During the 1980s and 1990s, there were several female rappers who made a name for themselves with great success. Roxanne Shanté, MC Lyte and Queen Latifah showed that they were as tough as the boys in a male-dominated genre. Salt-N-Pepa struck a blow for female sexuality, while Yo-Yo ironized over discrimination against women in the hip-hop song It's a man's world with Ice Cube in 1990.
The first female rappers often worked hard to be seen as one of the guys. They dressed in the same baggy clothes, and showed the same aggression and tough attitudes. With time the trend has been towards a much more sexual image for female rappers. Lil 'Kim found success in the late 1990s with her provocative and almost pornographic image, a tradition that continues today with the popular Nicki Minaj. Violence against women and general misogyny – or hatred of women - in rap texts picked up towards the end of the 1980s, at the same time as gangsta rap caught on. The hypersexual image for women increased in popularity during the next ten years.
“The hip-hop generation, or people born between 1965 and 1984, was the first generation that grew up after segregation was abolished in the United States. They grew up with an expectation of equality that was simply not true,” Castor points out.

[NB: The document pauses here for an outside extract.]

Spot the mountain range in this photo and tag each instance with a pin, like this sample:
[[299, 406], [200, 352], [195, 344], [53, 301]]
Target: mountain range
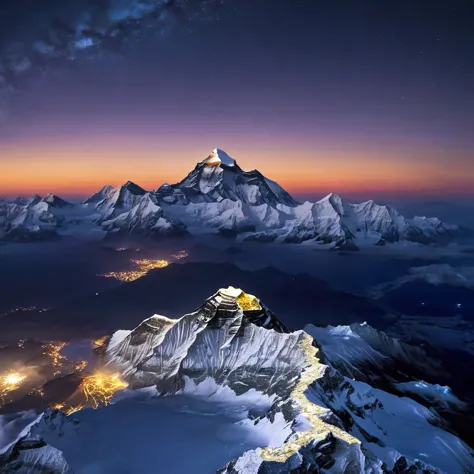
[[339, 400], [218, 197]]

“Discrimination remains a problem, and many African-American men take out their frustration on women from their own communities. The men are annoyed because they have to pay child support and feel that women have an easier life than they do. The women, on the other hand, are angry with men because they get in trouble with the law, and they do not follow through on their responsibilities. This has created great distrust between the sexes, and this reality is reflected in rap music,” she says.
Parody or reality?
A study from 2009 showed that misogyny was found in only 22 per cent of the rap songs surveyed, which researchers pointed out was far less than the biggest critics had believed, but that it nevertheless represented a clear theme. They found that the most common negative way to refer to women in rap was as sexual objects, followed by songs that discussed women in general using derogatory words. Distrust towards women was a topic in a little under half of the misogynistic songs, while 20 and 18 per cent respectively referred to the legitimization of violence against women and the glorification of prostitution and pimping.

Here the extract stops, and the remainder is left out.